LXD: Network interfaces get renamed, container restart fails

Crowley007 · April 8, 2022, 7:49am

Hello,

I’ve had this problem as long as I can remember. Now using Ubuntu 22.04 Beta and LXD 5.

I pass through all my physical NICs to a Openwrt container. This works fine the first time I boot the host. But when I try to restart the openwrt container with “lxc restart”, some of the parent NICs get renamed to something seemingly random like phys****** and lxc fails to start as parent NIC does not exist.

The phys****** adapter does have the correct MAC and has a property “altname” which does have the real interface name.

Would it be possible to passthrough the NIC with MAC instead of Ifname? Or is there anything else I could do to stop this behavior? I tried disabling Predictable Network Interface Names, but with this the NICs get renamed phys****** during host boot and the container wont start once.

tomp · April 8, 2022, 8:30am

Is it always the same parent NICs that get renamed?
Are there any conflicting interfaces on the parent when the container gets restarted?

Please can you show the output of lxc config show <instance> --expanded along with the output of ip a before and after the container has been started and then restarted.

tomp · April 8, 2022, 8:30am

This isn’t possible at this time, we should focus on fixing the bug thats causes them to be renamed.

Crowley007 · April 8, 2022, 9:00am

I think it’s mostly the same one, but it’s a part of 4-port Ethernet card so I’m not sure it matters. There should not be any conflicts I think, when everything is working as it should, the host has only one interface visible, br0 everything physical goes to the container.

I will get back to you with logs when I get a chance, it will take some doing because of my config.

I should add that this does not happen every time, but I’ve started to just reboot the whole host when needed.

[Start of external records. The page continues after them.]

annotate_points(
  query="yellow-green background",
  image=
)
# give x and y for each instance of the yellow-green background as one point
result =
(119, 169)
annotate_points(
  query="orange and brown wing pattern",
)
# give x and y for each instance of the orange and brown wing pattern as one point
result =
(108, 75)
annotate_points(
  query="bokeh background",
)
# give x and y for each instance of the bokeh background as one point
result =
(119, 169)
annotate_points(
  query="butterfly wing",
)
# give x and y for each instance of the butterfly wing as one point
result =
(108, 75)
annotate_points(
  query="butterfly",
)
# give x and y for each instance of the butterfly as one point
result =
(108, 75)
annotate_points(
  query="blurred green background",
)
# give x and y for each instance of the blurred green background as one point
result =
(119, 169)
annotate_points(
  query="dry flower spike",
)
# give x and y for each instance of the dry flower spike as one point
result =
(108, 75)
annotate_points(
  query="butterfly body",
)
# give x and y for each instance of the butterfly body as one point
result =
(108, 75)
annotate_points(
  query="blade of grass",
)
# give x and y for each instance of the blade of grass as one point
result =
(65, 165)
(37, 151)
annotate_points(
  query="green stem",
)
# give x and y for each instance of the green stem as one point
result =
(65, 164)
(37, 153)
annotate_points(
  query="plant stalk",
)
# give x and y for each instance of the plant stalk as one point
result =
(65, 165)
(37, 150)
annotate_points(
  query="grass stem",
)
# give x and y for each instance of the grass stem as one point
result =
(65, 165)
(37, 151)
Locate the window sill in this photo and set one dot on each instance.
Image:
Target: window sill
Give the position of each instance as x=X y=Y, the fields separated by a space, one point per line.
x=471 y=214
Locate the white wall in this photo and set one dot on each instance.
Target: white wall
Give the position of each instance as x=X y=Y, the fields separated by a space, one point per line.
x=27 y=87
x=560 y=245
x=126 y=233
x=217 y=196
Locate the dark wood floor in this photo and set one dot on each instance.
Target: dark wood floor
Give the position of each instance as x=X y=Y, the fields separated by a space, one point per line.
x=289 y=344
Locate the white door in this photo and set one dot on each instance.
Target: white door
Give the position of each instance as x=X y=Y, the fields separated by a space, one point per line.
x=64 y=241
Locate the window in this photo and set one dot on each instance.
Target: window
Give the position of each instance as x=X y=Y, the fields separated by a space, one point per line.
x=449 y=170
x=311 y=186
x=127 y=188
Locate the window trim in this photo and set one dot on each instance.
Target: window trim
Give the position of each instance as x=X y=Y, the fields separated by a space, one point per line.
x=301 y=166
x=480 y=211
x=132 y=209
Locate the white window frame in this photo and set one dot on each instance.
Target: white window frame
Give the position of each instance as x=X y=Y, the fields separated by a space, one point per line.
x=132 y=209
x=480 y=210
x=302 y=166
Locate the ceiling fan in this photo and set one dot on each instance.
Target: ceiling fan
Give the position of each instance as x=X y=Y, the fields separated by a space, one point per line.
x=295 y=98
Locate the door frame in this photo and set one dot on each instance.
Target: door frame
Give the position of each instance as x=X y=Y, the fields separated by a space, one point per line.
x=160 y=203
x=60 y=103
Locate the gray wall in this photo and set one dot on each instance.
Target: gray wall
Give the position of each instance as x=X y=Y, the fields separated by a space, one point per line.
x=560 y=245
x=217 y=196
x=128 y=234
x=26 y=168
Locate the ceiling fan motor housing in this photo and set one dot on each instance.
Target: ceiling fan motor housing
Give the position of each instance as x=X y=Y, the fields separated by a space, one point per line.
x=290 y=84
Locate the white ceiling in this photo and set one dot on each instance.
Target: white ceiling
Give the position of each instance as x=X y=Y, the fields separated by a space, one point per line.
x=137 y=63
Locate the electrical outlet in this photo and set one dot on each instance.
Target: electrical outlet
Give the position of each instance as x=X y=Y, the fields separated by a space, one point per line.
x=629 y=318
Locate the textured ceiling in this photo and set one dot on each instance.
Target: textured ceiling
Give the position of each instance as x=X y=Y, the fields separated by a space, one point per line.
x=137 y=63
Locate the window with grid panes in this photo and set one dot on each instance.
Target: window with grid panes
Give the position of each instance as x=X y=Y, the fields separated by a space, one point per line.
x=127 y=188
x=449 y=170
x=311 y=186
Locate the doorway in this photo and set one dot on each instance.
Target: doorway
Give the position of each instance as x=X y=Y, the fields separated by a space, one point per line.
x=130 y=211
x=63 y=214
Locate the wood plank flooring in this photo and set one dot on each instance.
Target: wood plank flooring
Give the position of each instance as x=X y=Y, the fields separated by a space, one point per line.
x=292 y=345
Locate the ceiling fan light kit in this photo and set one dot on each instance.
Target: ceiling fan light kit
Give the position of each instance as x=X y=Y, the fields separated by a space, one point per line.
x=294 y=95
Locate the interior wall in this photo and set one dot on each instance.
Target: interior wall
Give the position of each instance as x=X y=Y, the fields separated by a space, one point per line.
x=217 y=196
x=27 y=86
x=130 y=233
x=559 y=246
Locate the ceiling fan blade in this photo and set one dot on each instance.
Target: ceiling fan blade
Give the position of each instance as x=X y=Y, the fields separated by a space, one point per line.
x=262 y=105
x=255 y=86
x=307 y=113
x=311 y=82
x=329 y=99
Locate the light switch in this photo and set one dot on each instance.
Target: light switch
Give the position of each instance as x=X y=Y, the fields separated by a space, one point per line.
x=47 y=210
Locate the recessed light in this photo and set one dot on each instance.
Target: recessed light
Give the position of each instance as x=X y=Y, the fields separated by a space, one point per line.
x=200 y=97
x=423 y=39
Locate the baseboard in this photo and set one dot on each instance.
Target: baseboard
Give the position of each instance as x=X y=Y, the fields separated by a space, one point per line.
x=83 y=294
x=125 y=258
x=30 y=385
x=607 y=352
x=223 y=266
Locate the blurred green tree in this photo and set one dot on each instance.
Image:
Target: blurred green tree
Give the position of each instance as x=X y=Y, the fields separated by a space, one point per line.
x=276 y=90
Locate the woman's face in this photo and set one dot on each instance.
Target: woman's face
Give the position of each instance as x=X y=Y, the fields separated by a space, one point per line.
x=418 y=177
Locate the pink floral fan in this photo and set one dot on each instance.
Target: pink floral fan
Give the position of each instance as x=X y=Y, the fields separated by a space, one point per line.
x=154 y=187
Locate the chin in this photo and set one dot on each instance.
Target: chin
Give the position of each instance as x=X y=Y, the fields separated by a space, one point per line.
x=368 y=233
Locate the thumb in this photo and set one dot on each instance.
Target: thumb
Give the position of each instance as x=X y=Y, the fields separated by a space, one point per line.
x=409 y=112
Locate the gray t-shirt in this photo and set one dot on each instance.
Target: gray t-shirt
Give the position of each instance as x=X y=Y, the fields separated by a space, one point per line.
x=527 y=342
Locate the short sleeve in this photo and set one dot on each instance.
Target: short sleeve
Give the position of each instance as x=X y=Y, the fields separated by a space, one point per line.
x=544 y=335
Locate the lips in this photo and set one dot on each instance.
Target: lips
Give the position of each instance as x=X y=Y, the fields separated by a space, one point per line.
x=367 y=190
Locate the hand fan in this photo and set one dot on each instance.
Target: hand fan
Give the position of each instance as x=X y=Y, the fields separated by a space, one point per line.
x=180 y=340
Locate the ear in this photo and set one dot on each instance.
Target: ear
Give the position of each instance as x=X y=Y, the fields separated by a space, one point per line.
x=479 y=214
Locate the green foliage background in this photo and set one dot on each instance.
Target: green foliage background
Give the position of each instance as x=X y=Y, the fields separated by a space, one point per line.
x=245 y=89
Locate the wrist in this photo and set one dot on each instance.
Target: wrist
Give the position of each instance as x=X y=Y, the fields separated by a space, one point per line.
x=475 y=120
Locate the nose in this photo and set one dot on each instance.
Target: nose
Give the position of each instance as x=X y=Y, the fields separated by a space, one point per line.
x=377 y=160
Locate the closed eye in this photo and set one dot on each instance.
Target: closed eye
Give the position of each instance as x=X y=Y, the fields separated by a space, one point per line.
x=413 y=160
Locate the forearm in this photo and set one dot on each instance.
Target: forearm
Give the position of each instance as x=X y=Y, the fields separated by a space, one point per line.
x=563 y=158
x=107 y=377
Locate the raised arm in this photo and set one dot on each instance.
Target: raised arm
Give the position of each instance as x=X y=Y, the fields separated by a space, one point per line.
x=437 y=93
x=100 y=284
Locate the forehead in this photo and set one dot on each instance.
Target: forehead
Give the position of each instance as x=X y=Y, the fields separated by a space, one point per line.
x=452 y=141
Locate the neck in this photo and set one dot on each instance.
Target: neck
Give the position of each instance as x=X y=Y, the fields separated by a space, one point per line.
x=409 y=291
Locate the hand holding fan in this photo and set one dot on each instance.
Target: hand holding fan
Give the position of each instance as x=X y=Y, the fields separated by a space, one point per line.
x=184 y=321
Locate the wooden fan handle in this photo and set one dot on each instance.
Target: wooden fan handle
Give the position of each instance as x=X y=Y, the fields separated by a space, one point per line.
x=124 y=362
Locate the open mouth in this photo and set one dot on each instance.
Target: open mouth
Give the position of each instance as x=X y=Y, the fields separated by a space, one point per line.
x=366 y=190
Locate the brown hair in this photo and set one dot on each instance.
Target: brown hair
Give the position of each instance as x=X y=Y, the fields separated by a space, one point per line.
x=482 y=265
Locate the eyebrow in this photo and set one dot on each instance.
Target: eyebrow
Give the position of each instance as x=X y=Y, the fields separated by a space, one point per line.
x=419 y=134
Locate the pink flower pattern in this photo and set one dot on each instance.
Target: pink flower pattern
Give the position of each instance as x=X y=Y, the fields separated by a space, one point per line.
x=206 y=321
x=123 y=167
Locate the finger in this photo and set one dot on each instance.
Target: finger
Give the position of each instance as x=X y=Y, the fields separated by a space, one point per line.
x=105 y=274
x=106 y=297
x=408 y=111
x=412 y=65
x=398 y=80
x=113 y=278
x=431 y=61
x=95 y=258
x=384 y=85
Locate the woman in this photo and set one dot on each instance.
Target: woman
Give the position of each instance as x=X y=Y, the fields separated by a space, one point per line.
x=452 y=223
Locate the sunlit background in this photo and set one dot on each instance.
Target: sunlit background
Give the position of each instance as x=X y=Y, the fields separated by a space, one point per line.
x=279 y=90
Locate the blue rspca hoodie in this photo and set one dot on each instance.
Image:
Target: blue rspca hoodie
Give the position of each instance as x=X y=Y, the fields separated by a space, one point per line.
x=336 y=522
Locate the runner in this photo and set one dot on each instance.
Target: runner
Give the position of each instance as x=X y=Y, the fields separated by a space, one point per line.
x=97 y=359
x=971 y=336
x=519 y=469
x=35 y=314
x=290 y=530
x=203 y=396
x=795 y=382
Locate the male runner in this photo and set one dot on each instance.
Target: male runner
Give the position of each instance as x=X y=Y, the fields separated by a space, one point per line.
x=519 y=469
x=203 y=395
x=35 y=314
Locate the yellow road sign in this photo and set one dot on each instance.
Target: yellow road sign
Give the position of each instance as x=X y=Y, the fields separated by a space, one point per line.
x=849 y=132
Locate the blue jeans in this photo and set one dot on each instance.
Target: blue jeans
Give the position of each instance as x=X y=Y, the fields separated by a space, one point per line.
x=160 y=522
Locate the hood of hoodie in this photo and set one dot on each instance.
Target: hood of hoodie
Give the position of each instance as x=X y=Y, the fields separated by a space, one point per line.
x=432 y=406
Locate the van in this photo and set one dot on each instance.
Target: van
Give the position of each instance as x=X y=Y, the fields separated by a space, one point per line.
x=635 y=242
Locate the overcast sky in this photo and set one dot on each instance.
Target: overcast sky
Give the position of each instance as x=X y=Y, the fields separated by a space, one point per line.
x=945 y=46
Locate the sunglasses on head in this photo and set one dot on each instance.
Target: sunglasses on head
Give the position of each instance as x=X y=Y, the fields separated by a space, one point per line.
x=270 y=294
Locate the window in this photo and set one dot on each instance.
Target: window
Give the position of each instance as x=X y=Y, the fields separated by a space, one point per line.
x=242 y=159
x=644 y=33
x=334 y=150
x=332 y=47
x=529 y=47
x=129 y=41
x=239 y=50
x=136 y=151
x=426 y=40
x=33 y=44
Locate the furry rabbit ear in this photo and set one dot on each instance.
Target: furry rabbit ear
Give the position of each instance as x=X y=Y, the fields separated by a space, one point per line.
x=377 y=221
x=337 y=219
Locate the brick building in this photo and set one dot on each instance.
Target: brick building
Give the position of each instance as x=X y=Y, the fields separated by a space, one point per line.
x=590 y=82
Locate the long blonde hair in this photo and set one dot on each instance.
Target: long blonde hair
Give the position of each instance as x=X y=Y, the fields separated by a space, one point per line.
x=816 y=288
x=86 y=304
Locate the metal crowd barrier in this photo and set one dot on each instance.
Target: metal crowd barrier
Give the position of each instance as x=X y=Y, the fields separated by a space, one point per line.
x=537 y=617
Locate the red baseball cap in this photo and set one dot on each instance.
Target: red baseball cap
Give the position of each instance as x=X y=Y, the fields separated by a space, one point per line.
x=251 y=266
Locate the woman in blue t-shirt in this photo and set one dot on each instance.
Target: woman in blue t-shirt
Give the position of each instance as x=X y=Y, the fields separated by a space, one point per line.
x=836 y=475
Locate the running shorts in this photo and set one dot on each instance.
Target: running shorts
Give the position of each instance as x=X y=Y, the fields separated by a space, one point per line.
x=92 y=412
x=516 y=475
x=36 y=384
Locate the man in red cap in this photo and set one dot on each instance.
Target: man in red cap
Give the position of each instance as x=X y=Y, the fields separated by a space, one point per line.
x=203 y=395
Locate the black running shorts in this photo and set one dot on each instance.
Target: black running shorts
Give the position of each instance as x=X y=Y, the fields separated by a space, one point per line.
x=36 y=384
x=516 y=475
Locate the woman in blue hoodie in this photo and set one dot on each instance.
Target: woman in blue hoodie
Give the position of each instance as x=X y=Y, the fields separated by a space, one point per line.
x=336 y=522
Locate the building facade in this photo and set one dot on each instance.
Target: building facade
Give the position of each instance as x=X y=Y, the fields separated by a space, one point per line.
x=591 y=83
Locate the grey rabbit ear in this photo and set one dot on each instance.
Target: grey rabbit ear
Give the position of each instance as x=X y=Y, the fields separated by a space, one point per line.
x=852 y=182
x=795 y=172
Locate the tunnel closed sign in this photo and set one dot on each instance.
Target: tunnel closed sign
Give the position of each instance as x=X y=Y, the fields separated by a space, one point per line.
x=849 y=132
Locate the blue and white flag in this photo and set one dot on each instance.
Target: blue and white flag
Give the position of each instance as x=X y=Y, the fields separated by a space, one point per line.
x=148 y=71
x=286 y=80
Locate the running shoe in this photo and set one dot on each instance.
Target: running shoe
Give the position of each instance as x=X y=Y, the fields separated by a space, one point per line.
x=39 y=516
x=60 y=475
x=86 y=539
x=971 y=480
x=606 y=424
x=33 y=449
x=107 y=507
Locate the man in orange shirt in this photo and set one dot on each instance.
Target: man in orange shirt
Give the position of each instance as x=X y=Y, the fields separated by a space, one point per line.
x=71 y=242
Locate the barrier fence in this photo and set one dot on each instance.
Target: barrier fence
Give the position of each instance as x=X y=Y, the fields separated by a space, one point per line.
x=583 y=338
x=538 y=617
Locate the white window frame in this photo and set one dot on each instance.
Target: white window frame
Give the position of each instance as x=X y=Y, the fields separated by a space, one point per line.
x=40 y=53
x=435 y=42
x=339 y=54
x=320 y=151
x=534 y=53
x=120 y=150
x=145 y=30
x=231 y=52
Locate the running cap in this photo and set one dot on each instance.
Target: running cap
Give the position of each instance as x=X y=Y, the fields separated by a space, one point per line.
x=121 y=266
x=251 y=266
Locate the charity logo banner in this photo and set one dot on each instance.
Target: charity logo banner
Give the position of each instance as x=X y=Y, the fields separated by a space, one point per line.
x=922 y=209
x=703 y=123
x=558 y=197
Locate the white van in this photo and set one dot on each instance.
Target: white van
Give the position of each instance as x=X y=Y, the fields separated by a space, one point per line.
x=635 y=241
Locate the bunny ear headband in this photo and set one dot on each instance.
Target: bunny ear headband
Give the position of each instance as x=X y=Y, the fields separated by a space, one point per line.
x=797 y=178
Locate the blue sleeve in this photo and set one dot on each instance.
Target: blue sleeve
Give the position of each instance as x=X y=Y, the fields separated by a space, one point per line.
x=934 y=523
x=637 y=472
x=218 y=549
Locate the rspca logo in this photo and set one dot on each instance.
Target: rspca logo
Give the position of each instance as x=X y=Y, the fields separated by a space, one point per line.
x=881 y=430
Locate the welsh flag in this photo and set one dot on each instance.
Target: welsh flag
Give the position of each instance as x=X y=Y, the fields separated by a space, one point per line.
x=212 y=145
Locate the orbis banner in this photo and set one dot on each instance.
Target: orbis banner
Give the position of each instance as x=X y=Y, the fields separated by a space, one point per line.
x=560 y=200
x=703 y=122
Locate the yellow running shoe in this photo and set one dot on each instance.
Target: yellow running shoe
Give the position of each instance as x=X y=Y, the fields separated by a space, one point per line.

tomp · April 8, 2022, 9:07am

So I had a look at the liblxc source code and found this:

github.com

lxc/lxc/blob/master/src/lxc/network.c#L3433-L3487

      
        
            /*
             * LXC moves network devices into the target namespace based on their created
             * name. The created name can either be randomly generated for e.g. veth
             * devices or it can be the name of the existing device in the server's
             * namespaces. This is e.g. the case when moving physical devices. However this
             * can lead to weird clashes. Consider we have a network namespace that has the
             * following devices:
            
            
 * 4: eth1: <BROADCAST,MULTICAST> mtu 1500 qdisc noop state DOWN group default qlen 1000
             *    link/ether 00:16:3e:91:d3:ae brd ff:ff:ff:ff:ff:ff permaddr 00:16:3e:e7:5d:10
             *    altname enp7s0
             * 5: eth2: <BROADCAST,MULTICAST> mtu 1500 qdisc noop state DOWN group default qlen 1000
             *    link/ether 00:16:3e:e7:5d:10 brd ff:ff:ff:ff:ff:ff permaddr 00:16:3e:91:d3:ae
             *    altname enp8s0
             *
             * and the user generates the following network config for their container:
             *
             *  lxc.net.0.type = phys
             *  lxc.net.0.name = eth1
             *  lxc.net.0.link = eth2

This file has been truncated. show original

I wonder if NIC is clashing with another NIC inside the container and then not being renamed so that when its moved back LXD doesn’t recognise it to rename it back to its original name.

Crowley007 · April 8, 2022, 9:44am

Got it to fail on the very first restart, Here is the info you asked for:

Lost 2 interfaces this time.

This very well might have something to do with my Open-wrt container, I use the same PC as my server and router.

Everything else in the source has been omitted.